If Levi Furbush did write it, the poem suggests a practical worldview. It treats loyalty as the real currency of friendship. Additionally, it frames memory as a tool, not a trap. Yet that reading stays interpretive, not biographical.

So, the safest claim looks simple. The verse emerged from early twentieth-century American print culture. Editors then republished it widely, sometimes with a name attached.

Cultural impact: why this line keeps returning in hard moments

The quote offers a tiny script for emotional boundaries. It tells you to release betrayal. Then it tells you to honor loyalty. As a result, it works as both comfort and instruction.

It also fits public life. In politics and celebrity news, people use it to signal allegiance. Meanwhile, in private life, people use it after breakups, layoffs, and family rifts. Therefore, it bridges the public and personal worlds.

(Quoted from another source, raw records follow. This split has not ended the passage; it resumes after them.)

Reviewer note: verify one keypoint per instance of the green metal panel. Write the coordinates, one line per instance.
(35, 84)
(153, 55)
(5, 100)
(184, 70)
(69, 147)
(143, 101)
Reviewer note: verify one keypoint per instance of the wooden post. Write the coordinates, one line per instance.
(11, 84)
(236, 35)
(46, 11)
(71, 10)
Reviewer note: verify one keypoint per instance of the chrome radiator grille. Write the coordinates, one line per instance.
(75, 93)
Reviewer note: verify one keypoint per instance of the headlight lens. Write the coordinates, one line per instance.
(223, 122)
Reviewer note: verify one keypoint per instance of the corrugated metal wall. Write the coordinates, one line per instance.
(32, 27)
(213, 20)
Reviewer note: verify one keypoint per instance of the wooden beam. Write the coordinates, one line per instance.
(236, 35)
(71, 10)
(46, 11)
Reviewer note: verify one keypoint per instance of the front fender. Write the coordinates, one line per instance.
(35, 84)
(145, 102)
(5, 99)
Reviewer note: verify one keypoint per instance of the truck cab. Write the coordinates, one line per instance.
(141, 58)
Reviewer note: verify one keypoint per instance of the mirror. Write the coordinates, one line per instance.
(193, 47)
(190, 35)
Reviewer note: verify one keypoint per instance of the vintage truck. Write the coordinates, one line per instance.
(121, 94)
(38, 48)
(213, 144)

Additionally, the line flatters the reader in a subtle way. It implies you already have loyal people around you. That implication feels hopeful, especially during isolation. So, the quote spreads because it reassures as it advises.

Modern usage: how to share it without repeating the myths

If you want to post the quote, you can also post its uncertainty. Source That honesty respects the people you thank. For example, you might write: “Often attributed to an Irish saying, but it appears in U.S. print by the 1930s.”

You can also choose a version that matches your intent. Source Use “stood by you” for formal tributes. Choose “stuck by you” for casual gratitude. Additionally, consider sharing the full multi-stanza poem when you want a softer tone.

Most importantly, pair the quote with action. Text a mentor who backed you. Tip the coworker who covered your shift. Therefore, the line becomes a practice, not a caption.

Conclusion: what the origin story really teaches

The quote “Never forget to remember those that have stuck by you” feels ancient, yet the documented trail looks modern. The clearest print evidence points to U.S. newspapers by the mid-1930s. Later editors expanded it, trimmed it, and relabeled it as folk wisdom. As a result, the line now lives in many mouths, with no single proven author.

That messy history actually matches the message. Source Loyalty survives through repetition and care. Memory works the same way, because you choose what you carry forward. So, remember the people who stayed, and let the rest fade on purpose.